Siehe auch separate Artikel zu den Themen Würmer, Toxoplasmose und Giardien

Grundsätzlich muss man zwei Arten von Parasiten unterscheiden, nämlich Ektoparasiten und Endoparasiten. Zu den Ektoparasiten gehört alles, was auf der Katze lebt. Das können Flöhe, Zecken, Läuse oder Milben sein. Endoparasiten sind Schmarotzer, die im Körper der Katze aktiv werden. Das sind vorwiegend Würmer, die vorwiegend den Darm besiedeln. (...)

Allgemein lässt sich sagen: Freigänger sind stärker gefährdet als reine Wohnungskatzen, Landkatzen mehr als Stadtkatzen und Jungtiere mehr als ältere Tiere und Mütter übertragen Parasiten auf ihre Kitten.

Zecken scheinen eine Vorliebe für besondere Blutgruppen zu haben – oder sie haben einen wählerischen Geruchssinn, wie auch immer. Denn bei gleicher Ausgangslage und Umgebung werden Katzen von massiv bis überhaupt nicht von diesen blutsaugenden Krabbeltieren heimgesucht. Bei Mehrkatzenhaushalten fällt das am besten auf: Manche Katzen kommen täglich mit Zecken nach Hause, andere sind offenbar immun dagegen. Von Frühjahr bis Herbst sollte man Freigängerkatzen täglich auf Zecken untersuchen, insbesondere im Kopf- und Halsbereich. Obwohl Katzen weniger anfällig für die von Zecken übertragenen Erreger sind, ist Gründlichkeit geboten. Denn noch nicht an ihrem Wirtstier festgebissene Zecken können auch an Menschen andocken. Die Folgen sind bekannt: Die durch Zecken ausgelöste Borreliose und die virale Frühsommer-Meningoenzephalitis (FSME) können fatale gesundheitliche Folgen haben. Festgebissene Zecken an der Katze sollte man beherzt, eventuell mit einer speziellen Zeckenzange, ausreissen. Auf der entsprechenden Hautstelle bilden sich kleine Krüstchen, die gewöhnlich nach wenigen Tagen von selbst verheilen. Bei starkem Befall können Zecken Juckreiz und lokale Entzündungen hervorrufen. Gegen den Befall – von Zecken wie von Flöhen – wirkt zuverlässig ein Spot-On-Mittel, das der Katze in den Nacken geträufelt wird. Diese Präparate sind durchaus umstritten, weil sie Nervengifte enthalten und die langfristigen gesundheitlichen Folgen für die Katze sind nur mäßig erforscht. Es gibt auch sanftere Mittel zur Zeckenbekämpfung, siehe Rubrik „Gut zu wissen“. Katzen reagieren auf die gesünderen Substanzen sehr unterschiedlich. Man muss es von Fall zu Fall ausprobieren.
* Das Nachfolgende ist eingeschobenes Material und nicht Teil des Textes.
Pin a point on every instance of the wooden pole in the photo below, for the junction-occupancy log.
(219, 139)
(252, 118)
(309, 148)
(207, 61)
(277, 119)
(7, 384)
Geben Sie Ihrer Katze niemals Spot-On-Präparate, die für Hunde gedacht sind. Diese könnten den Wirkstoff Permethrin enthalten, was für eine Katze tödlich wirken kann.

Zu einer echten Plage können Flöhe werden. Bei Streunerkatzen und deren Nachkommenschaft ist manchmal richtig Leben auf dem Fell. Natürlich können auch gepflegte Hauskatzen – wenngleich nicht so massiv – von diesen Plagegeistern befallen werden. Wenn sich die Katze auffällig oft kratzt, sollte man sie auf Flöhe untersuchen. Es ist bei einem Befall nicht damit getan, der Katze nur einmal ein Spot-On-Präparat zu verabreichen. Bei der Flohbekämpfung muss man systemisch vorgehen. Denn der ganze Zyklus des Flohwerdens – von der Eiablage über die Larve zur Puppe zum Floh spielt sich in der Umgebung der Katze ab. Liegeplätze, Decken, Sofas und was auch immer sind von den blutsaugenden Insekten kontaminiert und müssen gründlichst gereinigt werden. Die Prozedur muss nach ein paar Wochen wiederholt werden, um den Zyklus sicher zu durchbrechen. Flohbefallene Katzen sollten auch entwurmt werden, denn Flöhe sind mitunter Zwischenwirt für bestimmte Bandwürmer. Auch wenn Flöhe auf Menschenblut weniger Appetit haben: Der Erreger Bartonella henselae kann durch einen Flohbiss auf Menschen übertragen werden und Hautinfektionen auslösen.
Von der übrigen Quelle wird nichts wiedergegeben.